I've been looking, for quite awhile, in a northern market that has some of the worst weather in the country. Very low on sunny days. Mid Oct to mid April is 6 months of low gray cloud cover interspersed with a few bright too cold to go outside freezing days. Short short dark days (summers are long days but there is a lot of cloud cover and rain)
So why all the gray in renovations, flips, etc. I mean seriously, gray walls, ok you can repaint but there is gray tile in the kitchens, grayish colored wood flooring, gray carpeting. Seriously suicide inducing. Just looking at pictures on zillow depresses the heck out of me.
Is this the color now?
My mother in law had a "decorator friend" redo her whole house in gray, yeah it looked morbid.
Luckily a year later she had a flood and when she redid the damage half of the gray was redone with white.
The gray flooring kills a house for me. My "go to favorite" is a light wood (think bowling alley color) and while it comes and goes it doesn't kill a room like gray or the dark brown from 10 years ago.
I have seen gray houses that I dislike as much as you do.
But, when I had my offices painted last year, I used a lot of gray at the advice of a decorator.
"Agreeable Gray" with lots of colored canvases on the walls, and the canvases really pop out.

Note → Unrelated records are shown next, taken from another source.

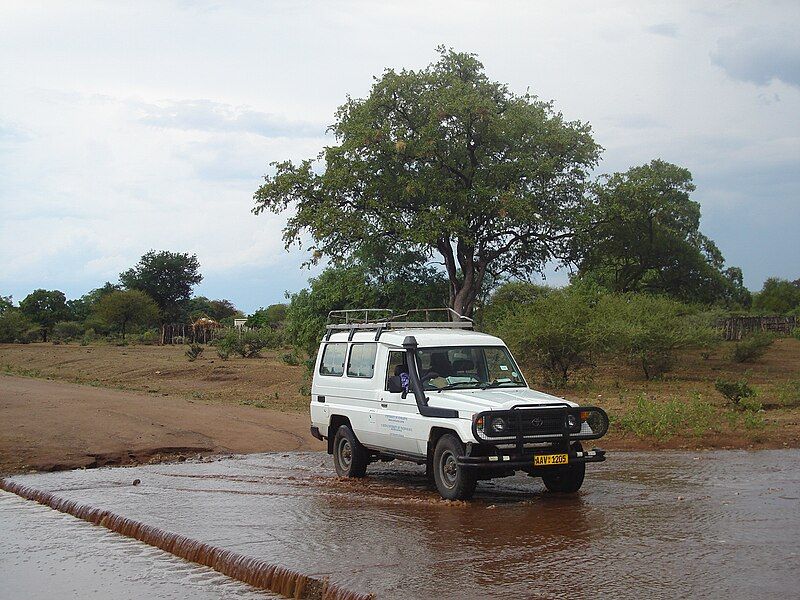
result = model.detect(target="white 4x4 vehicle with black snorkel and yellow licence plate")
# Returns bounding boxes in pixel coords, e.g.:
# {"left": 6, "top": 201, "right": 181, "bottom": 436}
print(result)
{"left": 311, "top": 310, "right": 608, "bottom": 499}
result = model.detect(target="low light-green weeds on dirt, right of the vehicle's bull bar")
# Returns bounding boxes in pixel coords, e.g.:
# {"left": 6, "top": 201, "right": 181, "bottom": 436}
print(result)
{"left": 619, "top": 394, "right": 719, "bottom": 440}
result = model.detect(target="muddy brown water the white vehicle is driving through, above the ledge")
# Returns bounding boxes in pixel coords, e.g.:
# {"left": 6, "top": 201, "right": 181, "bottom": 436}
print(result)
{"left": 1, "top": 450, "right": 800, "bottom": 599}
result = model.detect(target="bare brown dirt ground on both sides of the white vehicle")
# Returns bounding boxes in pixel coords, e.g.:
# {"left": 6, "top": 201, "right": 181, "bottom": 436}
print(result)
{"left": 0, "top": 338, "right": 800, "bottom": 472}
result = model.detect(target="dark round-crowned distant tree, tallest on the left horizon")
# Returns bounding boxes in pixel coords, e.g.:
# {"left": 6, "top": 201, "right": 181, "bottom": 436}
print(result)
{"left": 119, "top": 250, "right": 203, "bottom": 321}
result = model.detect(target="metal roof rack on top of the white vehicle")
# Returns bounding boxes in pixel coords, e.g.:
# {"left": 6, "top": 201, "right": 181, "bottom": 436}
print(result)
{"left": 325, "top": 308, "right": 475, "bottom": 341}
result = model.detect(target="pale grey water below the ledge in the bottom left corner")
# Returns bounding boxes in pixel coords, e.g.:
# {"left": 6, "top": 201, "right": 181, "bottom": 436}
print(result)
{"left": 0, "top": 491, "right": 281, "bottom": 600}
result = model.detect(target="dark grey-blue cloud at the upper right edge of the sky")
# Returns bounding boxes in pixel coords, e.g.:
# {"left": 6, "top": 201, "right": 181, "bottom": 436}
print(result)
{"left": 711, "top": 29, "right": 800, "bottom": 87}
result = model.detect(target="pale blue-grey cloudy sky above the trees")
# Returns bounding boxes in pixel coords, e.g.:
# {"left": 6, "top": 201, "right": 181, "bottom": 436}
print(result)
{"left": 0, "top": 0, "right": 800, "bottom": 312}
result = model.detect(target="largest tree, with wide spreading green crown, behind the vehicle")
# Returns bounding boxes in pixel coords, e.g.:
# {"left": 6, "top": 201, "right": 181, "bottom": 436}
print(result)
{"left": 254, "top": 48, "right": 600, "bottom": 314}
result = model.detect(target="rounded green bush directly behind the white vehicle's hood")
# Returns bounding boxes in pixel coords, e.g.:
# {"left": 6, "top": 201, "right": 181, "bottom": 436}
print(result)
{"left": 496, "top": 288, "right": 602, "bottom": 386}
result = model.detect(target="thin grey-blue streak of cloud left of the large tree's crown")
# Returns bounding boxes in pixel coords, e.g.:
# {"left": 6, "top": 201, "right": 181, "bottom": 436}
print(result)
{"left": 135, "top": 100, "right": 325, "bottom": 138}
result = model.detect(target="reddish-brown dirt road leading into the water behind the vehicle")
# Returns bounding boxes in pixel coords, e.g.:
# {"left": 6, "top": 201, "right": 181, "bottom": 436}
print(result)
{"left": 0, "top": 375, "right": 320, "bottom": 473}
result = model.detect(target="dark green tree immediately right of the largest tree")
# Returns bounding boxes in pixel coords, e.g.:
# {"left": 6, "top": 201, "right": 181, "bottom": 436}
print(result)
{"left": 572, "top": 160, "right": 750, "bottom": 306}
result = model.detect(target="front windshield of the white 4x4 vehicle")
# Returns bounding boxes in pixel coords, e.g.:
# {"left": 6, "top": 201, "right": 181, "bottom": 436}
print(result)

I like it a lot more than I ever thought I would.
But, gray walls, cabinets, tile, counters?
Yeah, I agree. Awful. Just awful.
I've always tended to prefer neutral wall colors. I don't want the walls working against whatever I am decorating with. And certainly not dark colored walls for living areas. I like grey as an exterior paint. But fixtures? Gag. Actually, I would consider grey as just barely neutral. Off-white and beige tones are much better.
So I'm kinda on board with the OP - there is enough grey in the weather, I don't need it indoors.